1994 kam er nach Strassburg und Brüssel, 2014 will er gehen. Zwanzig Jahre des Gestaltungswillens ohne Exekutivamt, schrieb doch Habermas: „Diskurse herrschen nicht. Sie erzeugen eine kommunikative Macht, die die administrative (...) nur beeinflussen kann." Zwei Jahrzehnte der Laune und Lust an der europäischen Demokratie, und das ist sehr wohl auch ein Erbe der 68er Jahre, die heute gemäss dem altbekannten Pendelschlag der Geschichte vorübergehend schlechtgemacht werden, so wie die 68er selbst die Generation ihrer Väter wahrlich sehr pauschal schmähten. Der 68er Revolte wohnte sowohl Antidemokratisches inne als auch das Antiautoritäre, auf das die Demokratie angewiesen ist. Bei allen Irrungen und Wirrungen von 68, bei aller persönlich-politischen Verirrung und mancher Verfehlung von 68er Exponenten, aber auch ihrer autoritären Widersacher wie General de Gaulle, der zu einer gelenkten Demokratie neigte - es ist ein epochemachendes Paradox und eine Cohn-Benditsche Ironie der Geschichte, dass das antiparlamentarische '68 schliesslich den Parlamentarismus belebt hat, die Demokratie vorangebracht und nach und nach politische Kräfte wie die Grünen hervorgebracht hat, die in Europa wie hier in der Bundesrepublik das Demokratische bereichern und festigen - nicht zuletzt auch deshalb, weil sie weit über Stuttgart 21 hinaus für stärkere Ansätze direkter Demokratie eintreten, was unserem Internet-Zeitalter der Interaktion durchaus entspricht.

 

Mit dem Internet erleben wir heute eine Zäsur, die tiefer ist als im Jahr 1450 die Erfindung des Buchdrucks durch Johannes Gutenberg. Damals begann das Informationszeitalter. Nachdem Martin Luther seine 95 Thesen am Tor der Wittenberger Schlosskirche angeschlagen hatte, waren sie gedruckt in ganz Deutschland zu lesen.
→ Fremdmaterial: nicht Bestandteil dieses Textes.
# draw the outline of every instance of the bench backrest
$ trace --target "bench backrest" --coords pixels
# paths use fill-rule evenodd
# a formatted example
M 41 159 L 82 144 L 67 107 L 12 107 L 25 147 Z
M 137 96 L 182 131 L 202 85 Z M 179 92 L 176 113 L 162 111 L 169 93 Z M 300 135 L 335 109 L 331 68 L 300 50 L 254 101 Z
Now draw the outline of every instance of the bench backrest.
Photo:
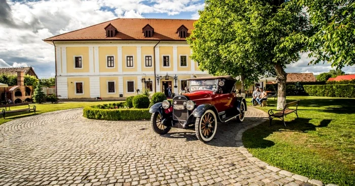
M 29 103 L 15 103 L 15 104 L 7 104 L 7 105 L 0 105 L 0 108 L 21 106 L 23 106 L 23 105 L 29 105 Z
M 286 104 L 286 105 L 285 106 L 285 109 L 283 110 L 287 109 L 289 107 L 298 107 L 298 103 L 300 103 L 300 101 L 301 100 L 295 101 L 294 102 Z

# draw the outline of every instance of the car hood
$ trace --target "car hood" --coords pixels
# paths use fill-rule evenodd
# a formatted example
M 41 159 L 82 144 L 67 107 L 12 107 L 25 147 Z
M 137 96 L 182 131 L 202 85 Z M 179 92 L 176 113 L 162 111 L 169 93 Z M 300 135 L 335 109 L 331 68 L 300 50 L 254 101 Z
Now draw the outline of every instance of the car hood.
M 212 91 L 197 90 L 184 94 L 184 96 L 188 97 L 189 100 L 195 102 L 196 105 L 199 105 L 204 104 L 210 104 L 211 97 L 213 94 Z

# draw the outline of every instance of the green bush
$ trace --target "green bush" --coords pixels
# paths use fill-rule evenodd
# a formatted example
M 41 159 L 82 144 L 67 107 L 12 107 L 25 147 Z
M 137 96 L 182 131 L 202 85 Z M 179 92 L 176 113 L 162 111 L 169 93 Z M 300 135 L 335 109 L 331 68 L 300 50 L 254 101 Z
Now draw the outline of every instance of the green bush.
M 309 96 L 355 98 L 355 84 L 303 85 Z
M 100 109 L 91 107 L 84 108 L 83 116 L 89 119 L 105 120 L 137 120 L 150 119 L 148 109 Z
M 149 107 L 149 98 L 147 96 L 140 95 L 134 96 L 133 106 L 136 109 L 147 109 Z
M 166 100 L 166 96 L 163 92 L 156 92 L 153 95 L 152 97 L 152 100 L 151 100 L 151 104 L 149 105 L 149 107 L 152 107 L 153 105 L 157 103 L 162 102 L 164 100 Z
M 46 100 L 47 102 L 49 102 L 53 103 L 57 103 L 58 101 L 59 100 L 59 99 L 57 97 L 57 96 L 55 95 L 51 95 L 48 96 L 47 98 L 46 98 Z
M 133 107 L 133 98 L 134 96 L 130 96 L 126 98 L 126 107 L 128 108 Z

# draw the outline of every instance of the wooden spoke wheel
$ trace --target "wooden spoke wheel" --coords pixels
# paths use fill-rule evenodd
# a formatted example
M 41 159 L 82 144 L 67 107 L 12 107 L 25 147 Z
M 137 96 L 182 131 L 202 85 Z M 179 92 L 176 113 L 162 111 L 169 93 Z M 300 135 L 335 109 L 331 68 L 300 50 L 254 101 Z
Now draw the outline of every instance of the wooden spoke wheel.
M 153 129 L 158 134 L 165 134 L 171 128 L 163 124 L 161 115 L 158 112 L 152 114 L 151 123 Z
M 240 114 L 237 116 L 237 122 L 241 122 L 244 121 L 244 118 L 245 117 L 245 106 L 244 105 L 244 102 L 241 102 L 240 104 Z
M 215 136 L 217 130 L 217 119 L 216 114 L 211 110 L 206 111 L 201 118 L 196 119 L 195 131 L 197 138 L 206 143 Z

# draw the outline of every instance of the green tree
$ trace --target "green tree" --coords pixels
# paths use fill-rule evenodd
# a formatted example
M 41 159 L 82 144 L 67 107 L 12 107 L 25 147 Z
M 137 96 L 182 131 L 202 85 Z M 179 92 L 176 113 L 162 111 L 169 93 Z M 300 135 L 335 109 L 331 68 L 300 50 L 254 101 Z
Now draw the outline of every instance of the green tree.
M 286 102 L 286 65 L 300 59 L 310 29 L 296 1 L 208 0 L 188 41 L 192 58 L 212 74 L 254 82 L 274 73 L 277 108 Z M 243 77 L 245 79 L 243 79 Z
M 322 73 L 317 76 L 317 81 L 327 81 L 328 79 L 332 77 L 332 75 L 328 72 Z
M 41 104 L 46 102 L 46 95 L 42 91 L 42 86 L 38 83 L 34 89 L 32 98 L 35 103 Z
M 307 7 L 315 34 L 307 50 L 316 60 L 341 69 L 355 63 L 355 2 L 349 0 L 299 0 Z

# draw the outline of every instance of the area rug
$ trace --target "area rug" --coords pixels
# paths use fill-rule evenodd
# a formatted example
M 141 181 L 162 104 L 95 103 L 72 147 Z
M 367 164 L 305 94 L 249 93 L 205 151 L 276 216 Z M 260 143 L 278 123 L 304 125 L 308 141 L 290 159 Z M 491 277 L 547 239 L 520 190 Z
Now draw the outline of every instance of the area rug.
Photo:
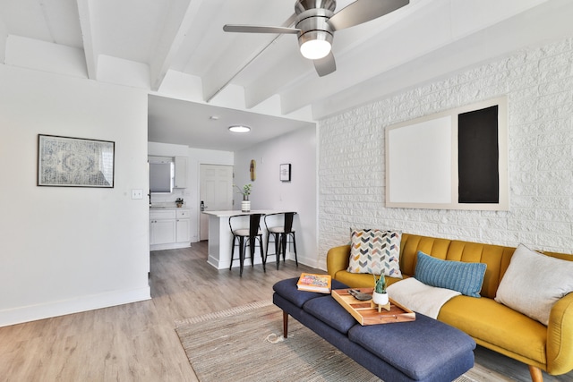
M 380 381 L 295 318 L 282 337 L 282 310 L 271 301 L 175 322 L 201 382 Z M 388 381 L 391 382 L 391 381 Z M 456 382 L 475 382 L 462 376 Z

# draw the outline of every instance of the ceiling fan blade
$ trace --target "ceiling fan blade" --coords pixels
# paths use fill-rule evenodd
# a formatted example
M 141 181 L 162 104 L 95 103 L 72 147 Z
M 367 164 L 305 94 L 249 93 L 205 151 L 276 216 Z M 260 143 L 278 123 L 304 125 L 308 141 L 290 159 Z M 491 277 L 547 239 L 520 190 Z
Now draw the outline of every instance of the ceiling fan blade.
M 334 60 L 332 52 L 329 53 L 329 55 L 324 58 L 312 61 L 314 62 L 314 69 L 316 69 L 316 72 L 319 73 L 320 77 L 324 77 L 337 70 L 337 63 Z
M 356 0 L 329 20 L 334 30 L 354 27 L 407 5 L 409 0 Z
M 263 27 L 258 25 L 236 25 L 227 24 L 223 27 L 223 30 L 226 32 L 239 32 L 239 33 L 290 33 L 296 34 L 301 30 L 296 28 L 286 28 L 286 27 Z

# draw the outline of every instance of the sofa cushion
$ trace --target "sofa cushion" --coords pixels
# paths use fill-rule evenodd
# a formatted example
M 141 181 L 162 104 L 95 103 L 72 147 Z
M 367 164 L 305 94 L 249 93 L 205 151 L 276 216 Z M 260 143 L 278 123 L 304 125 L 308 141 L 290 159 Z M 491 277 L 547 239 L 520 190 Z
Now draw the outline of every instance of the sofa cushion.
M 351 229 L 348 272 L 401 278 L 401 236 L 399 231 Z
M 475 348 L 466 334 L 419 313 L 415 321 L 356 325 L 348 331 L 348 338 L 415 380 L 451 367 Z
M 286 278 L 276 283 L 272 289 L 281 297 L 288 300 L 299 308 L 303 308 L 304 302 L 318 297 L 324 297 L 324 293 L 315 292 L 299 291 L 296 287 L 296 282 L 299 277 Z M 345 289 L 348 286 L 337 280 L 332 280 L 332 289 Z
M 423 284 L 480 297 L 486 265 L 441 260 L 418 250 L 415 277 Z
M 358 325 L 356 319 L 331 296 L 309 300 L 303 310 L 344 335 Z
M 571 292 L 573 262 L 519 244 L 500 283 L 495 301 L 547 325 L 553 304 Z
M 428 285 L 408 277 L 388 287 L 388 295 L 410 310 L 437 318 L 440 309 L 448 301 L 460 295 L 458 291 Z
M 547 364 L 547 327 L 493 299 L 454 297 L 441 307 L 438 319 L 467 333 L 490 349 L 506 349 Z

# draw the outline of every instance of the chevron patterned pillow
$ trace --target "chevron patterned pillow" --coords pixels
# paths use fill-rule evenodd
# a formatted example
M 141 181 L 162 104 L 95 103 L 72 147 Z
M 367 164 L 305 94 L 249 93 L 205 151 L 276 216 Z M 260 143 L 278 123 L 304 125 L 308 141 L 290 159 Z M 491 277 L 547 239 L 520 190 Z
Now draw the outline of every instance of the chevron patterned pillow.
M 350 229 L 348 272 L 402 278 L 400 231 Z

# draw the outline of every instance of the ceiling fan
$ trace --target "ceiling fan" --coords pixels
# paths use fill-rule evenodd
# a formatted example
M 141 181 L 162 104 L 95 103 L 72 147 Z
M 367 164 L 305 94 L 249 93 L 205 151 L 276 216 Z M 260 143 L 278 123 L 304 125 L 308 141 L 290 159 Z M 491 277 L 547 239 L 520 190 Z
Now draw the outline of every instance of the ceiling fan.
M 312 60 L 319 76 L 337 69 L 331 52 L 334 32 L 381 17 L 410 3 L 409 0 L 356 0 L 338 13 L 336 0 L 296 0 L 295 14 L 286 25 L 295 28 L 227 24 L 226 32 L 296 34 L 303 56 Z

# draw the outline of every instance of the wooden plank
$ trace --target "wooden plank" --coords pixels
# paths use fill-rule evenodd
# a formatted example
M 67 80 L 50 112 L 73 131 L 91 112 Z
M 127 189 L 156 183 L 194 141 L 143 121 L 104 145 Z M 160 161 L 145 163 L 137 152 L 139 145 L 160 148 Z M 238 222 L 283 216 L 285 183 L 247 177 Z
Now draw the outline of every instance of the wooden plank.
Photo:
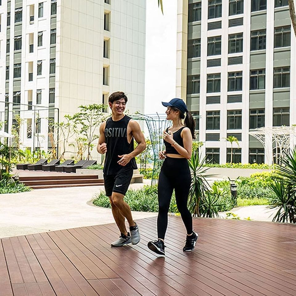
M 9 277 L 12 284 L 23 283 L 23 277 L 9 238 L 2 239 Z

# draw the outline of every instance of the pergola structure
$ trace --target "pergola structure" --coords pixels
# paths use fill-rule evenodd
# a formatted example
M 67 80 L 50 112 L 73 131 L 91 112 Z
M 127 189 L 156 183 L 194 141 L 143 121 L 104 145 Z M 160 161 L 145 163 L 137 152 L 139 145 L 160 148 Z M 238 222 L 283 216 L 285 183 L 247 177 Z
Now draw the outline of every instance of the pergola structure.
M 296 126 L 264 127 L 249 132 L 264 147 L 268 162 L 278 163 L 296 145 Z
M 135 120 L 144 121 L 148 129 L 153 153 L 153 155 L 150 156 L 153 159 L 153 162 L 151 184 L 155 184 L 157 183 L 158 175 L 163 161 L 158 157 L 159 151 L 164 149 L 162 135 L 163 131 L 170 126 L 170 121 L 166 120 L 166 114 L 158 114 L 157 112 L 155 114 L 148 114 L 137 112 L 130 116 Z M 195 119 L 199 118 L 199 117 L 195 115 L 193 117 Z M 141 168 L 146 168 L 148 158 L 147 154 L 150 152 L 147 150 L 146 153 L 141 154 L 142 158 L 141 158 L 140 164 Z

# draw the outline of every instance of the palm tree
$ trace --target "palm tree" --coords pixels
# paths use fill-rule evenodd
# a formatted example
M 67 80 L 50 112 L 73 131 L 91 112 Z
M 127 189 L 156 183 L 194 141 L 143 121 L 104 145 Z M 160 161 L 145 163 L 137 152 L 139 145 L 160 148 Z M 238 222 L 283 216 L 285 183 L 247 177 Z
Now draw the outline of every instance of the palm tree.
M 294 0 L 288 0 L 289 3 L 289 9 L 290 10 L 290 16 L 292 22 L 292 25 L 294 28 L 294 32 L 296 36 L 296 15 L 295 14 L 295 7 L 294 5 Z M 158 1 L 159 4 L 159 1 Z
M 237 145 L 237 148 L 239 148 L 240 147 L 239 144 L 238 143 L 238 140 L 236 137 L 234 136 L 229 136 L 227 138 L 223 138 L 223 139 L 225 139 L 227 141 L 230 142 L 231 144 L 231 151 L 230 154 L 230 163 L 232 163 L 232 152 L 233 150 L 233 143 L 235 142 Z

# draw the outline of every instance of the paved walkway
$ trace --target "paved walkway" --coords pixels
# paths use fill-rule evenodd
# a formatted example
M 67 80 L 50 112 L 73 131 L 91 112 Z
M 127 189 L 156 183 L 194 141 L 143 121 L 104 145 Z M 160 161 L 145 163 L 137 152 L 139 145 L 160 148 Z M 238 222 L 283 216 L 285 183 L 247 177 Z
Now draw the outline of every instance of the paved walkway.
M 142 183 L 130 188 L 142 187 Z M 40 189 L 0 194 L 0 237 L 113 223 L 111 210 L 90 201 L 102 186 Z M 133 212 L 135 219 L 157 213 Z

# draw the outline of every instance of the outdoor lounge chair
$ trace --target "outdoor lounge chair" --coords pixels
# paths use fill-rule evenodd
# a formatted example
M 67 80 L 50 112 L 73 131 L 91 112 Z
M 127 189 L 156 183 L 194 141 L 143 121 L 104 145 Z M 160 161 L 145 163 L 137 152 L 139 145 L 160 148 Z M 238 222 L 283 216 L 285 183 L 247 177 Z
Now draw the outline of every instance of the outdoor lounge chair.
M 17 170 L 28 170 L 28 166 L 35 165 L 37 164 L 44 164 L 47 163 L 47 159 L 40 159 L 36 163 L 18 163 L 16 165 Z
M 55 167 L 55 171 L 56 172 L 63 172 L 64 168 L 67 166 L 73 165 L 74 164 L 74 161 L 73 159 L 68 159 L 65 160 L 61 164 L 58 166 L 56 166 Z
M 38 163 L 38 162 L 36 163 L 33 164 L 28 164 L 27 166 L 28 169 L 29 171 L 38 171 L 42 169 L 42 166 L 44 164 L 46 164 L 47 163 L 47 159 L 40 159 Z
M 82 164 L 79 164 L 79 162 L 74 166 L 68 166 L 64 168 L 64 171 L 67 173 L 76 173 L 76 169 L 86 168 L 88 166 L 97 163 L 96 160 L 85 161 L 85 162 Z
M 55 167 L 60 164 L 60 159 L 53 159 L 49 163 L 42 166 L 42 171 L 54 171 Z

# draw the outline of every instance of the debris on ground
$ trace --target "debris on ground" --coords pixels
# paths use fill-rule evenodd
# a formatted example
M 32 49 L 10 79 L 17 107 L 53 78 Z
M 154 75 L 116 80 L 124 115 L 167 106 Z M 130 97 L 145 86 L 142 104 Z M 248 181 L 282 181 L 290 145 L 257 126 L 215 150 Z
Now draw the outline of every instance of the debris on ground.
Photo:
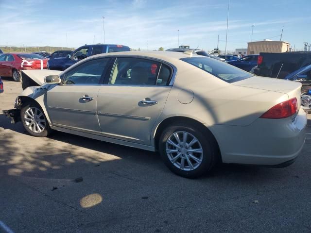
M 82 177 L 78 177 L 74 179 L 74 181 L 75 181 L 77 183 L 79 182 L 82 182 L 83 181 L 83 178 Z
M 54 191 L 55 189 L 57 189 L 58 188 L 60 188 L 61 187 L 65 187 L 65 185 L 60 186 L 59 187 L 55 187 L 55 186 L 53 186 L 53 187 L 51 189 L 51 190 L 52 191 Z

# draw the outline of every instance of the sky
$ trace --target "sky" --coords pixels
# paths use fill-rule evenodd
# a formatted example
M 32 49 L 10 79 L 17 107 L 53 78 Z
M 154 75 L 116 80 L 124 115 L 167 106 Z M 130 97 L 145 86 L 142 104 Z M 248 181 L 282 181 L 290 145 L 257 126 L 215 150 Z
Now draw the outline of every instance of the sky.
M 158 50 L 225 46 L 228 0 L 0 0 L 0 46 L 105 42 Z M 230 0 L 227 50 L 265 38 L 311 43 L 311 0 Z M 254 25 L 253 27 L 252 25 Z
Mit dem Buchdruck einher gingen die Reformation, die Aufklärung, später die bürgerlichen Revolutionen in Amerika und Frankreich. Jetzt erleben wir nun aber den Wechsel vom Informations- zum Interaktionszeitalter: Als Bürgerinnen und Bürger haben wir dank des Internets mehr Ausdrucksmöglichkeiten, aber wegen der zunehmenden Distanz zur Politik, wegen des faktischen Primats der Wirtschaft und der wachsenden Ohnmacht nationaler Demokratien tendenziell weniger Einwirkungsmöglichkeiten. Mehr Ausdrucksmöglichkeiten, weniger Einwirkungsmöglichkeiten: Das birgt eine Hochspannung, die sich früher oder später entladen dürfte. Arabiens demokratischer Frühling, den Twitter und Facebook mit beflügelten, mag sich als Vorbote von Umwälzungen auch in der westlichen Welt erweisen. Die Demokratie jedenfalls darf nicht stillstehen, ihre Zukunft beruht auf Demokraten, die neue Wege wagen, um mehr Demokratie zu wagen. Einer der Waghalsigen ist Cohn-Bendit, und auf diesen Demokraten ist auch künftig zu zählen. Der Theodor-Heuss-Preis ehrt einen grossen Demokraten, einen Citoyen und einen Menschen. Er ist Mensch - das ist in der jüdischen Tradition, und hoffentlich nicht nur in der jüdischen Tradition, das grösste Kompliment überhaupt, das man einem Menschen machen kann.